I try to create function in Python Pandas where:
- I read 5 csv
- make some aggregations on each readed csv (just to make it easier, we can delete one column)
- save each modified csv as DataFrames
Currently I have something like below, nevertheless it return only one DataFrame as output not 5, how can I change below code ?
def xx():
#1. read 5 csv
for el in [col for col in os.listdir("mypath") if col.endswith(".csv")]:
df = pd.read_csv("path/f"{el}"")
#2. making aggregations
df = df.drop("COL1", axis=1)
#3. saving each modified csv to separated DataFrames
?????
FInally I need to have 5 separated DataFrames after modifications, how can I modify my function to achieve taht in Phython Pandas ?

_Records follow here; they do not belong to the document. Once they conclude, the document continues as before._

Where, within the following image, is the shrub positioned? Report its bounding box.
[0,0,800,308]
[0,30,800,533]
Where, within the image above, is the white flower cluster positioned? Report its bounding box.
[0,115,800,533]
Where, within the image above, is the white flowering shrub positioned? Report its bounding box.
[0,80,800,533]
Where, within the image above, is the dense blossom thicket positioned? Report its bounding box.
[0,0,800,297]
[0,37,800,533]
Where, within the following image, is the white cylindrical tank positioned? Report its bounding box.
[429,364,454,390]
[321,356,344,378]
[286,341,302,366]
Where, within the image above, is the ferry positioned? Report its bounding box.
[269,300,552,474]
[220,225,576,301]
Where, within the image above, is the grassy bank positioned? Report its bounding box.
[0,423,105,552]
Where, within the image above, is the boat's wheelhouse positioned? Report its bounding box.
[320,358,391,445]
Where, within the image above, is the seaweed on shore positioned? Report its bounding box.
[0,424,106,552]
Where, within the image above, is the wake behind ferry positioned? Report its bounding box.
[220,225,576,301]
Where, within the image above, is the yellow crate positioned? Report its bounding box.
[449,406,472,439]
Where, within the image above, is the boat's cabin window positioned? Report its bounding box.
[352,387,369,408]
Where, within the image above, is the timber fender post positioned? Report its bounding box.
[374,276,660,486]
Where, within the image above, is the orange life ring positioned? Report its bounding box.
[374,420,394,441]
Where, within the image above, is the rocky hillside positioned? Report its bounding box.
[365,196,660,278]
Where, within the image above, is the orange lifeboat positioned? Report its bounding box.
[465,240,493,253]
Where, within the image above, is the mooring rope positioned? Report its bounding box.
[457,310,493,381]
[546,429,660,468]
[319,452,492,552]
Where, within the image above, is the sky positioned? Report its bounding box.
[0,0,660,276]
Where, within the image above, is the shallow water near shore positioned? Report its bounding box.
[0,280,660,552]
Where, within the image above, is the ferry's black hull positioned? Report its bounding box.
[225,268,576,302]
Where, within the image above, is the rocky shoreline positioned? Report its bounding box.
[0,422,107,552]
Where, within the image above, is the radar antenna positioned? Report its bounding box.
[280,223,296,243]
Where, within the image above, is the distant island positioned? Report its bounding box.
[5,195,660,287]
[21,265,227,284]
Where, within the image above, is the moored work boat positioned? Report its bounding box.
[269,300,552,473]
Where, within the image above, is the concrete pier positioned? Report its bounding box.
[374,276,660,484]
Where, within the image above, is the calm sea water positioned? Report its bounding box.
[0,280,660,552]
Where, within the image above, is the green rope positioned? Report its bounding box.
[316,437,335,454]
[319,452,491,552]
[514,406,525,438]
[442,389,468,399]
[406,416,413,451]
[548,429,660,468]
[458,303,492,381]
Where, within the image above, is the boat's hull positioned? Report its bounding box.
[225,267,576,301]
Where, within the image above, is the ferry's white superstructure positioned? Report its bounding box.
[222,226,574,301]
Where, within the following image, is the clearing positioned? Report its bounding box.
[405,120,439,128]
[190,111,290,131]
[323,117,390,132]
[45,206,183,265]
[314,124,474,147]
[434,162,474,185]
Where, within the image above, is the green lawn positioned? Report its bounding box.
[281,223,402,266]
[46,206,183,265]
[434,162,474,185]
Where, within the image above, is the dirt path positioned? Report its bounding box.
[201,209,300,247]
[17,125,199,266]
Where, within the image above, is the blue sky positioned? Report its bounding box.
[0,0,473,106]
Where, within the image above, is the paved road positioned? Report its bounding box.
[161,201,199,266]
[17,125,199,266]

CodePudding user response:
You can create an empty dictionnary and feed it gradually with the five processed dataframes.
Try this:
def xx():
dico_dfs={}
for el in [file for file in os.listdir("mypath") if file.endswith(".csv")]:
#1. read 5 csv
df = pd.read_csv(f"path/{el}")
#2. making aggregations
df = df.drop("COL1", axis=1)
#3. saving each modified csv to separated DataFrames
dico_dfs[el]= df
You can access to each dataframe by using the filename as a key, e.g dico_dfs["file1.csv"]
.
If needed, you can make a single dataframe by using pandas.concat
: pd.concat(dico_dfs)
.